# 2 Monitore ATI VS. Nvidia



## Gudy (11. Mai 2005)

Hi,
ich habe 2 Monitore an meinem PC, jetzt habe ich letztens meine Nvidia Karte gegen eien ATI gewechselt, so wit so gut, beide Monitore ffluppen erstmal.

Als ich aber noch die Nvidia Karte(Chip) hatte, konnte ich z.B mein ICQ auf den Secondary Monitor schieben und auch mein WINTv läuft nur auf dem Primary Monitor.

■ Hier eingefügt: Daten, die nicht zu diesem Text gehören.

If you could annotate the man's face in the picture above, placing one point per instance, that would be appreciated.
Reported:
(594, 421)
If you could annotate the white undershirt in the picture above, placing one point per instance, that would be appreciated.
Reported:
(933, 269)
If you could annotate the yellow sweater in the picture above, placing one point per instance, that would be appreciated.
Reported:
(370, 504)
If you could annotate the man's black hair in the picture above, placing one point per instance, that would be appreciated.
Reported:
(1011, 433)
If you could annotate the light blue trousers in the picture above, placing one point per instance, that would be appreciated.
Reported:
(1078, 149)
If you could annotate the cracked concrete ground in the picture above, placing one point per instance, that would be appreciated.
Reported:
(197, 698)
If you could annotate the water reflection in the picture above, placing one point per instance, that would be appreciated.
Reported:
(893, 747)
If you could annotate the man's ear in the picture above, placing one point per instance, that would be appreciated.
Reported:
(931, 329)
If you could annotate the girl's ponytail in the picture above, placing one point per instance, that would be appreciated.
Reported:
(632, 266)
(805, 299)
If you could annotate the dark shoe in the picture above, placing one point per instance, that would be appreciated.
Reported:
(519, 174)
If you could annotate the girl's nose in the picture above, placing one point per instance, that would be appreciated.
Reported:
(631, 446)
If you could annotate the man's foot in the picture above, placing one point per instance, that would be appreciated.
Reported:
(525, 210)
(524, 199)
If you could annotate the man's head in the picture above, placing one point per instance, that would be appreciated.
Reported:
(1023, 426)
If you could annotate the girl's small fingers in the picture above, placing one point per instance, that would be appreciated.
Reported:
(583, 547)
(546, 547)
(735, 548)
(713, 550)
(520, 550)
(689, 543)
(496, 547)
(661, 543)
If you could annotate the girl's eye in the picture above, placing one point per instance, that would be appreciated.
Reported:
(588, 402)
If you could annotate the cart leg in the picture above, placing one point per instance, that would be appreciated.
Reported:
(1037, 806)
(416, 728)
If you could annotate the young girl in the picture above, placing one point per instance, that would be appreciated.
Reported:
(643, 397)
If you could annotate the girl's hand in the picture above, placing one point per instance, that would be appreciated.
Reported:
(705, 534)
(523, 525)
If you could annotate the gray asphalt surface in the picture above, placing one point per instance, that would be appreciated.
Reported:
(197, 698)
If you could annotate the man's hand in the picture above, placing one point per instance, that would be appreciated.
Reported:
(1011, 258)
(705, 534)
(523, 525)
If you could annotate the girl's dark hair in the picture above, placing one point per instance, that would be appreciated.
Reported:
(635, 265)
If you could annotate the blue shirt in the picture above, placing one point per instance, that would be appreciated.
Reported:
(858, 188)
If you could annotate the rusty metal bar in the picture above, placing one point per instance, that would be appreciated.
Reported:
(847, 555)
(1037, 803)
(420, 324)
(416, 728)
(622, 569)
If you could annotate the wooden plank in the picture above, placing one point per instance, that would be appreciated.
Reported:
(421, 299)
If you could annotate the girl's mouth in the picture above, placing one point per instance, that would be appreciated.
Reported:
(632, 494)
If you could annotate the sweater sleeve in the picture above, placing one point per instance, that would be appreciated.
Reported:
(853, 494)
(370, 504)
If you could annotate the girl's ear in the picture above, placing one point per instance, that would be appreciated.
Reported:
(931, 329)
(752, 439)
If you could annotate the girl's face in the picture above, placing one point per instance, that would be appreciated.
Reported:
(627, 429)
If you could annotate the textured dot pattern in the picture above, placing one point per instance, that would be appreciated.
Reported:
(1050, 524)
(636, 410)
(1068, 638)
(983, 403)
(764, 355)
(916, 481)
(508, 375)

Mach ich was falsch oder ist das bei ATI einfach so?


Gruß


----------



## MCIglo (11. Mai 2005)

Matrox ist hierfür perfekt geeignet. Allerdings kannste damit das Spielen vergessen!


----------



## Gudy (12. Mai 2005)

mhh das hilft mir leider nicht weiter 

also mit Nvidia ist es auch kein Problem, aber ATI will leider nicht so recht


----------



## MCIglo (12. Mai 2005)

Kann ich dir leider nicht helfen. Hab auch nur Erfahrung mit nVidia und Matrox :-/


----------



## SiNiE (23. Mai 2005)

Installiere mal den neuesten Treiber


----------